In fact, MTE is already running eight elephant response teams helping to tackle human/elephant conflict by driving the wild creatures away from human habitations. There’s a good eco-tourism example too, in a sector with a lot of bad examples. Myanmar’s much-lauded Green Hill Valley eco-tourism camp in Shan State currently houses four retired elephants and one baby.

But what really excites conservationists is the chance to send them back into the wild.

A tree house in a remote village in Myanmar built for safety from elephants. Courtesy of David Doyle
A tree house in a remote village in Myanmar built for safety from elephants. Courtesy of David Doyle

“If Myanmar gets its act together, and does a properly managed reintroduction into the wild with captive stock, it’s possible that we can re-wild a large part of Myanmar’s forests,” says the WWF’s Williams.

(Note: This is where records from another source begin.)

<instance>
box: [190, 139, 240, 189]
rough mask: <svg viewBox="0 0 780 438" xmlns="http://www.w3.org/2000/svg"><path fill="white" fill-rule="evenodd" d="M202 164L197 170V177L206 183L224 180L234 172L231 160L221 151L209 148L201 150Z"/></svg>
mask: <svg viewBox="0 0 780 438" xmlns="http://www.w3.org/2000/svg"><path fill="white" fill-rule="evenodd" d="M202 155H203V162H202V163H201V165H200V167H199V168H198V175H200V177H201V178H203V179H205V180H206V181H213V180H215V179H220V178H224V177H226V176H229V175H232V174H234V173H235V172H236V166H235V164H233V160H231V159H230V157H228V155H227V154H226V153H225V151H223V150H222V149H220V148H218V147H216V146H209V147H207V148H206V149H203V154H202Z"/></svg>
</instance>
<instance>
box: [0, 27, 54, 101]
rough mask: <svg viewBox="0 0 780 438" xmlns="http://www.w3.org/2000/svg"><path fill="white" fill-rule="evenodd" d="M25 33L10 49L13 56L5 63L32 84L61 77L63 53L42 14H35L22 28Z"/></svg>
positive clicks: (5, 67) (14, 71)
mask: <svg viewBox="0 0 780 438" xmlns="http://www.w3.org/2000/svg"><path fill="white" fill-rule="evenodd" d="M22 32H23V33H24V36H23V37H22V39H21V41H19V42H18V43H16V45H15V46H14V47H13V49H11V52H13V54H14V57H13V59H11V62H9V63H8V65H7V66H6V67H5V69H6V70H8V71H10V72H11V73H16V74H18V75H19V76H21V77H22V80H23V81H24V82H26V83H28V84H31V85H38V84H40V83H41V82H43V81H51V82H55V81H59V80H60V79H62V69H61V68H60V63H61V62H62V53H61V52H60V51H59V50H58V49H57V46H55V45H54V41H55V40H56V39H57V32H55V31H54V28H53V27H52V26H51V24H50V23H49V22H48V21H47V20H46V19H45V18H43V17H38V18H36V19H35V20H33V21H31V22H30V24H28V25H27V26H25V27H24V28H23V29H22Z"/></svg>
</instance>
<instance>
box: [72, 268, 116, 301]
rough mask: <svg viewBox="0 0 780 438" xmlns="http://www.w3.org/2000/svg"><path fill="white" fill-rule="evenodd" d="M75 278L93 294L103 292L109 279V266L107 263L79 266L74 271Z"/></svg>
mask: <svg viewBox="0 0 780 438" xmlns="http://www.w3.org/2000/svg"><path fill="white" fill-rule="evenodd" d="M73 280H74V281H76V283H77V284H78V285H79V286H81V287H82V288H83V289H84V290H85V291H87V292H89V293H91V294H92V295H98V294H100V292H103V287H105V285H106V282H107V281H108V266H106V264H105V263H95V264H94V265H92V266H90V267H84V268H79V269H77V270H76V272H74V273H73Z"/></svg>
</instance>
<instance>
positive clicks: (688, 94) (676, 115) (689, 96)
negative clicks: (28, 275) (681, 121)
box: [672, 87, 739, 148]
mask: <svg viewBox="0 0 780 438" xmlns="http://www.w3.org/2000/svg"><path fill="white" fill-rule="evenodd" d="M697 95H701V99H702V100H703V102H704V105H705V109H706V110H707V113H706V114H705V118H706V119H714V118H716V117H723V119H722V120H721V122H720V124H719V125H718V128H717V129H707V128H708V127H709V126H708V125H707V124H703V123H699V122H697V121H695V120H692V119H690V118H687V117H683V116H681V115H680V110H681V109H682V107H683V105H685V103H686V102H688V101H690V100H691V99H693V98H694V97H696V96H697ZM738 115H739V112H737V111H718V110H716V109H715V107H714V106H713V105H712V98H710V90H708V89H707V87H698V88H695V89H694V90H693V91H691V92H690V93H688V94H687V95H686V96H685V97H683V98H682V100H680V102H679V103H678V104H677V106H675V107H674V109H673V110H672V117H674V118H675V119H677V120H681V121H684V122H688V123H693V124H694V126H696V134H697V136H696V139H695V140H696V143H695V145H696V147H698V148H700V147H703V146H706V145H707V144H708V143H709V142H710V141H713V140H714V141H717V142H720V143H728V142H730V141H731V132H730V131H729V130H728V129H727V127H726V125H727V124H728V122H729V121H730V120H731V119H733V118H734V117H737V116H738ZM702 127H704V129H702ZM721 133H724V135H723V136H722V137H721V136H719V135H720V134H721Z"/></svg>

The reason this could be possible in Myanmar goes back to the elephants’ working conditions. MTE elephants are released back into the forest each night after their work is finished, unlike working elephants in, for example, Indonesia.

“Unlike elsewhere, lots of captive elephants here have spent their lives in the forest, with the freedom to interact with wild elephants, interbreed, eat a wild elephant diet. So challenges which come up elsewhere, like introducing disease, don’t come up,” says Hedges.

A million elephants

There are still issues: the elephants may be too reliant on, or too comfortable with, humans, leading to a higher risk of human/elephant conflict. A bigger problem in Myanmar is a lack of resources to manage huge experimental programs like this.

“Whatever happens, it will require significant help from international groups, to identify the areas, to fund the plan,” admits Williams. But, he says, the stakes could not be higher.

“The action plan needs the government to implement it – if we don’t do that, we might end up going the Laos route in Myanmar,” he says.

“The historic name of Laos is Lane Xang, meaning land of a million elephants – but now there are barely hundreds left. To prevent that from happening here we have to take this seriously.”